Final meeting for two school board members

By Lesley Hughes
star staff

  The Carter County School Board sailed through its monthly meeting on Monday afternoon, ending with farewell speeches from longtime board members Steve Chambers and Gebe Ritchie.
  In the Federal Projects report, the board was told that 100 percent of Range Elementary School parents chose to retain their child at the school despite the 2004 No Child Left Behind report that placed Range on the high priority list because of failing to meet federal benchmarks in the attendance area.
  The school only missed the federal benchmark by less than one percentage point. The required attendance rate is 93 percent, and the school had 92.12 percent as its 2004 rate. In 2003, the school narrowly missed the benchmark by .6 percent, with a 92.4 percent attendance rate.
  According to the 2003 NCLB report, Range has a small student population of 149 students. Williams said, "Since it is such a small school, only one person can increase or decrease the percentage a great deal." A contagious flu season or sickness among a few students on the test date can impact the attendance rate.
  Parents of students in a "high priority" school have the option of moving their child to another school.
  In other business, Chambers, a 14-year member of the board, addressed the audience and fellow board members about . "You can't be a board member for 14 years without making friends and having people to thank." He said that a "good strong board makes a good strong school system."
  Earlier this year, the school system completed a two-year study that concluded the system needs two new schools and renovations made to another school to grow with the needs of the community.

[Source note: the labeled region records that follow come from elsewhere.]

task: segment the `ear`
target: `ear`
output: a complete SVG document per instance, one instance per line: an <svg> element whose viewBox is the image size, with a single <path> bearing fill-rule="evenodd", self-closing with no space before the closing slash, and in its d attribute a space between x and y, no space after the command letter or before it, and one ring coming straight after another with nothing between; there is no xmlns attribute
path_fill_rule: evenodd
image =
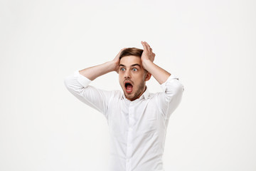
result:
<svg viewBox="0 0 256 171"><path fill-rule="evenodd" d="M151 74L149 72L146 72L146 76L145 76L145 81L147 81L150 79L151 76Z"/></svg>

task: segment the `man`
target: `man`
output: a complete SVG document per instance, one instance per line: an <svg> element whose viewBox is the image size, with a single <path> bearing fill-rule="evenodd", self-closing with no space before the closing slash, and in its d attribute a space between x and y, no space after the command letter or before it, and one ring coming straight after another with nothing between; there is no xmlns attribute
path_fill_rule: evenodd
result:
<svg viewBox="0 0 256 171"><path fill-rule="evenodd" d="M114 60L76 71L65 80L71 93L107 118L111 135L110 171L164 170L169 119L184 90L176 77L153 63L155 54L149 45L141 43L144 50L123 48ZM119 73L123 93L89 86L111 71ZM151 75L163 92L149 93L146 81Z"/></svg>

The total cost, over $32 million, was requested from the Carter County Commission, which is under pressure from a lawsuit agreement to immediately fund $1.8 million for jail units to ease overcrowding at the Carter County Jail.
  In the near future the jail will also be renovated in a project that could cost millions of dollars. Many county commissioners have placed the needs of jail inmates in front of the needs of students, at least until the lawsuit settlement requirements are met. The school system could stand to receive $10 from a $25 wheel tax if it is passed at the Sept. 13 County Commission meeting.

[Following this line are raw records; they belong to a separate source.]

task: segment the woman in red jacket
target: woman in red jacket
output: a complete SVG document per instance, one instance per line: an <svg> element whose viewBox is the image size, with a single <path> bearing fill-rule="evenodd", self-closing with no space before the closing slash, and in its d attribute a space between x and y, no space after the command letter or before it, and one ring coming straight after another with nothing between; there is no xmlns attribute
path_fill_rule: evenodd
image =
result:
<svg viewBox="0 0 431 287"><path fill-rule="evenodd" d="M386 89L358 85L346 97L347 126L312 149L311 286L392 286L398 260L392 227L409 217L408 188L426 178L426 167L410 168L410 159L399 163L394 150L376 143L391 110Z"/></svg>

  Chambers said, "I am sorry, but if you can't support education then you can't support this county. I never thought I would see the day when a jail cell is more important than a classroom."

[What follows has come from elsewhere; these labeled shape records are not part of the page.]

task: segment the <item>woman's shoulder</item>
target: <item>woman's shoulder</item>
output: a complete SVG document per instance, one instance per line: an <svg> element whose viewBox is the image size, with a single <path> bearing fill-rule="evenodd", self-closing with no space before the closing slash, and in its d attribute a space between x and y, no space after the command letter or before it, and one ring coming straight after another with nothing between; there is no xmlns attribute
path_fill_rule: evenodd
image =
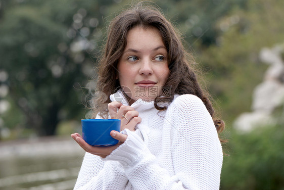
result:
<svg viewBox="0 0 284 190"><path fill-rule="evenodd" d="M167 110L168 113L183 113L183 115L208 112L201 99L195 95L190 94L175 96Z"/></svg>
<svg viewBox="0 0 284 190"><path fill-rule="evenodd" d="M205 107L203 102L197 96L193 94L186 94L182 95L176 94L174 96L174 100L170 104L170 107L176 106L197 106Z"/></svg>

  He added the school system has changed tremendously over the 14 years he has served. "It is in better shape today than it was when I came in. Keep up the good work, and I will always be a supporter of education."
  Ritchie made similar statements. "The school system is in better shape than it was when we came here. It has been a hard road, but we've came a long way." Ritchie's hard times involved talking to parents until 2 a.m., getting a prescription for high blood pressure, having his teeth pulled, and getting glasses. "Was it worth it? Yes," he said.
  Dale Colbaugh was elected Aug. 5 to serve in the 1st District seat, replacing Ritchie. Lee Morrow, a write-in candidate, ran unopposed, for the 8th District seat. Ritchie and Chambers decided not to run for another school board term.
  In appropriate fashion, Chambers made the motion to adjourn, with Ritchie adding the second as he picked up his name plaque and left his board seat for the last time.